The Regency (1715-1723)


Since Louis XV was only five years old in 1715, Louis XIV's nephew, the Duke of Orléans , became regent. The court left Versailles to take up residence in Paris. Thus began a period marked by its liberalisation of institutions, religion and ethics, after the imposed rigour of the last years of the preceding reign. In the words of a popular song, "C'est le joli temps de la Regence / Où l'on fit tout , excepté pénitence" (It's the time of the Regency / When we can do everything, except penitence), but that did not stop Voltaire from being imprisoned in the Bastille in 1717. The ban on Italian comedy, formerly regarded as licentious, was lifted.
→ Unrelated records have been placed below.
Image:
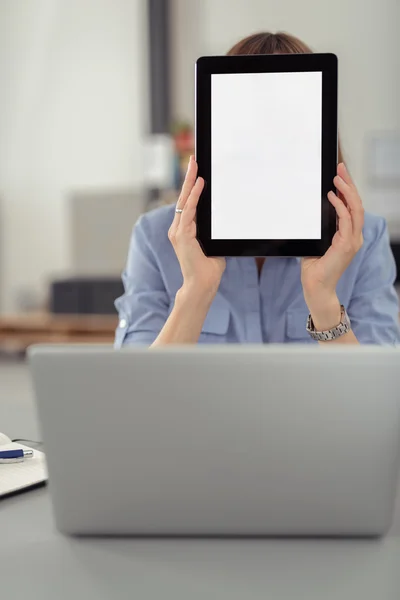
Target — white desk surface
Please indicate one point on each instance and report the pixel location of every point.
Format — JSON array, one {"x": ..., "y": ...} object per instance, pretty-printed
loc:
[{"x": 37, "y": 561}]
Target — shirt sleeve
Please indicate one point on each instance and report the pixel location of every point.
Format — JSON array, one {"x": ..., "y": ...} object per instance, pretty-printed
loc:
[
  {"x": 143, "y": 308},
  {"x": 374, "y": 306}
]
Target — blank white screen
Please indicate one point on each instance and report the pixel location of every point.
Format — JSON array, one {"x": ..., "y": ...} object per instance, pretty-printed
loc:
[{"x": 266, "y": 135}]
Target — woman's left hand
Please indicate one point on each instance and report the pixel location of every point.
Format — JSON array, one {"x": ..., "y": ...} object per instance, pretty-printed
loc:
[{"x": 319, "y": 276}]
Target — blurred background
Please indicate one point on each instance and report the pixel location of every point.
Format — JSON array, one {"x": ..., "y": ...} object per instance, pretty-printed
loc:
[{"x": 96, "y": 124}]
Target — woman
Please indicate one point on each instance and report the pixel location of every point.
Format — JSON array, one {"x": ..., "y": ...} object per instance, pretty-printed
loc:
[{"x": 174, "y": 294}]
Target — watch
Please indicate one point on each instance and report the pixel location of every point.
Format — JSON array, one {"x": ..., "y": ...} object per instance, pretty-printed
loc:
[{"x": 330, "y": 334}]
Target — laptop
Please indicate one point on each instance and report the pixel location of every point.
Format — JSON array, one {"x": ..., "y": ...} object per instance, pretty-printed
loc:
[{"x": 220, "y": 440}]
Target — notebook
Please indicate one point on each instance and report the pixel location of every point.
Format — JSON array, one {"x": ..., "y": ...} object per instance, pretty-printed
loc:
[{"x": 17, "y": 477}]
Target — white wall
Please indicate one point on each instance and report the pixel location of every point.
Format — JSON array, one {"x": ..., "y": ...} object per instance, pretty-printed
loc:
[
  {"x": 362, "y": 32},
  {"x": 73, "y": 110}
]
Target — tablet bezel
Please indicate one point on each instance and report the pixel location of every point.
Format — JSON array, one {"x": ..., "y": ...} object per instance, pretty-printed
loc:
[{"x": 277, "y": 63}]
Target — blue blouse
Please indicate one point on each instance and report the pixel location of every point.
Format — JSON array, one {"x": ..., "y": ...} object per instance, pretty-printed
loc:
[{"x": 249, "y": 308}]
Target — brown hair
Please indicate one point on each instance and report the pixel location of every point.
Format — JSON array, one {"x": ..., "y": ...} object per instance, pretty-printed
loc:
[{"x": 273, "y": 43}]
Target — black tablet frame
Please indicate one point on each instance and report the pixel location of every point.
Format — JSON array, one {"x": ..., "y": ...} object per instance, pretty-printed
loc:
[{"x": 208, "y": 65}]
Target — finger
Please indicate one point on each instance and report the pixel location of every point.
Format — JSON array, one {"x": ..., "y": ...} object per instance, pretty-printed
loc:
[
  {"x": 341, "y": 186},
  {"x": 353, "y": 202},
  {"x": 189, "y": 182},
  {"x": 189, "y": 214},
  {"x": 187, "y": 186},
  {"x": 344, "y": 174},
  {"x": 344, "y": 217}
]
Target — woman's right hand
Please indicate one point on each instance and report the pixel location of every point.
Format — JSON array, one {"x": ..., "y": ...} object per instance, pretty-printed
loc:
[{"x": 201, "y": 274}]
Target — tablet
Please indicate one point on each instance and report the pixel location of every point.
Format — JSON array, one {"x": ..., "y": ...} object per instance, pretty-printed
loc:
[{"x": 266, "y": 145}]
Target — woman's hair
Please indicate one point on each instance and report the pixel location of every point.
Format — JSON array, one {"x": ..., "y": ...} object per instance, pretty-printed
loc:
[{"x": 273, "y": 43}]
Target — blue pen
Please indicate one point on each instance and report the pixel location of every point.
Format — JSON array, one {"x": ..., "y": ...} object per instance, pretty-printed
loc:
[{"x": 18, "y": 455}]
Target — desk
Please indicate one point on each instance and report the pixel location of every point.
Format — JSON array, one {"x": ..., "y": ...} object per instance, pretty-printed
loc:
[{"x": 37, "y": 562}]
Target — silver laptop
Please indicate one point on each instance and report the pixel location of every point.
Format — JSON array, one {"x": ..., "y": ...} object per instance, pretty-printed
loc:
[{"x": 238, "y": 440}]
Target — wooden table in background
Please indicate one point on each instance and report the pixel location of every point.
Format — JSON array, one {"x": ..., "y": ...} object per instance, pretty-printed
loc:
[{"x": 19, "y": 331}]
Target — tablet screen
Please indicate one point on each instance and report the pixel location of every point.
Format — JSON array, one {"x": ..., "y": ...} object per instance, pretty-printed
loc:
[{"x": 266, "y": 137}]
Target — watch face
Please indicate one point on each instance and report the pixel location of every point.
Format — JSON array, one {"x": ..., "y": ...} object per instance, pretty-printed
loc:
[{"x": 331, "y": 334}]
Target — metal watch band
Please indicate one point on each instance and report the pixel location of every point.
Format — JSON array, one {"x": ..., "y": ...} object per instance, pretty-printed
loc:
[{"x": 330, "y": 334}]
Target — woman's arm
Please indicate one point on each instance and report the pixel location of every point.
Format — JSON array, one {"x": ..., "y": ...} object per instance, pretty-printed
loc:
[
  {"x": 187, "y": 317},
  {"x": 144, "y": 308},
  {"x": 320, "y": 276}
]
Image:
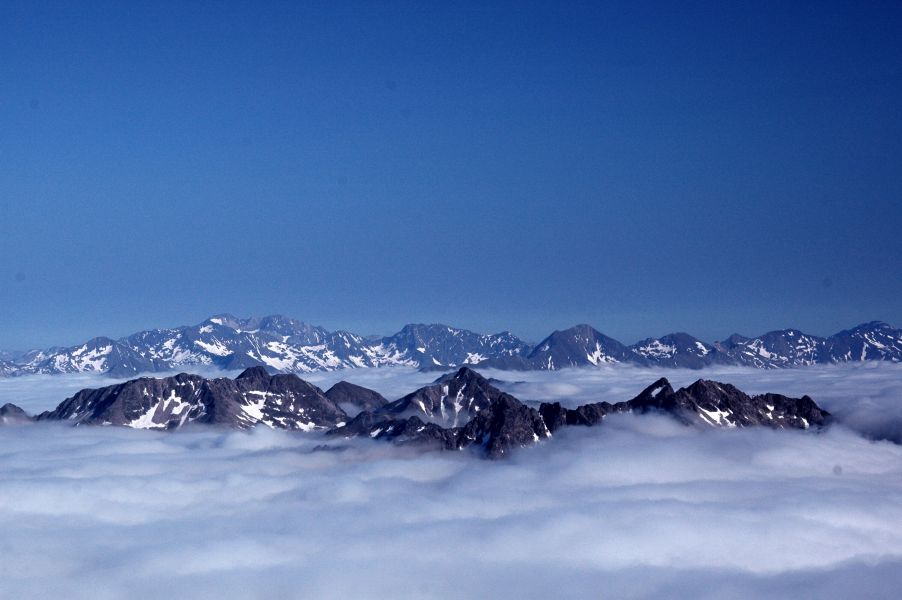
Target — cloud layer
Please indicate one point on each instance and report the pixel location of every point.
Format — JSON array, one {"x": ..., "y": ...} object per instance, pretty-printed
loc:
[{"x": 638, "y": 507}]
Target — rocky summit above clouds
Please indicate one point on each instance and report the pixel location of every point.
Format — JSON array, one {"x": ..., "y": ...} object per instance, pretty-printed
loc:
[
  {"x": 288, "y": 346},
  {"x": 459, "y": 410}
]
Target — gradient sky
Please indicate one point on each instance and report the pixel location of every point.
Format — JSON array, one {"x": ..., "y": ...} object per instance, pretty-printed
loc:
[{"x": 643, "y": 167}]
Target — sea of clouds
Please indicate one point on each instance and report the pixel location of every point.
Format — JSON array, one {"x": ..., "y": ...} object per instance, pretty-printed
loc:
[{"x": 638, "y": 507}]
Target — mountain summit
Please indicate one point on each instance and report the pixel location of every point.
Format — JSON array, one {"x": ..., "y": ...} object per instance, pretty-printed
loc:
[{"x": 286, "y": 345}]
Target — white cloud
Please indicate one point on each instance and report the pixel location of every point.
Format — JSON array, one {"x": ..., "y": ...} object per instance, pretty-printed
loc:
[{"x": 638, "y": 507}]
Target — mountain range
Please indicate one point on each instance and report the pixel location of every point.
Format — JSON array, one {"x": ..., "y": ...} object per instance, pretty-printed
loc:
[
  {"x": 460, "y": 410},
  {"x": 285, "y": 345}
]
In the political arena, the upper aristocracy, including one of its most famous representatives, the Duke of Saint-Simon, and Parliament hampered the government, which was helpless both in the face of such blanket opposition to change and in its difficult financial situation, aggravated by the failure of Law's state banking system.

According to the princess Palatine, the regent "loved the arts and, above all, painting." The refined, distant vision of Antoine Watteau and his two rivals, Pater and Lancret, , epitomise the spirit of the day. But, in spite of his excesses, the regent was Louis XIII's grandson and entertained a certain idea of grandeur. He thus appointed Antoine Coypel , the representative of what was then termed the grand genre , to be his First Painter.